Monday, April 02, 2007

Pets vs People: Pets Win Again

I love my dog, Argus. I would be devastated if anything happened to him. But I still cannot comprehend why the tainted pet food story has taken the lead on our local newscast every night since the story broke--with the exception of a brief "breaking news" story on the tsunami in the Solomon Islands last night.

Over the weekend, six more US soldiers died in Iraq, and it was the third or fourth story, rating not more than a few seconds. And--I've looked three times but perhaps I missed it--the San Jose Mercury News said nothing about the deaths at all, either yesterday or today. There was, however, a long piece on The Sopranos (which perhaps could have been in the entertainment section?) and the profile of an immigrant family, all but one of whom are legal. Front page, above the fold.

In other front page news: Bush on the captured British sailors and the index (Sunday). What, you were expecting more? And today, in order of space given: Update in the works for hidden gem--Face lift for a waterfront park; Reused water draws scrutiny at play fountains; VTA bus service faces shake-up; U.S learns of Al-Qaida rebound with dismay; and Airline quality continues to drop. While I don't question the newsworthiness of any of these stories, I obviously question the placement they were given.

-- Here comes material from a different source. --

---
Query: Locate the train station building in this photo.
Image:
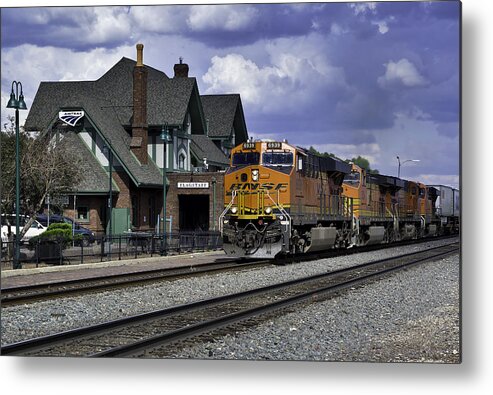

But I suppose it's a no-win for newsrooms: Prominently publish the numbers of dead and wounded and, while half of the people may be satisfied, the rest will assume that you are mocking the administration and disrespecting the dead. Silly me for thinking it more disrespectful to hold pets in higher regard than the people fighting and dying in Iraq.

1 comment:

Kathy Schrenk said...

The Mercury News has never been the New York Times, but I've observed some seriously gaffes in the past couple weeks on my blog. The paper was recently bought by MediaNews (it was sold after the Knight Ridder buyout), which also owns the Oakland Tribune, San Mateo County Times and their sister papers. It is undisputed that quality plummets as soon as the company buys a paper.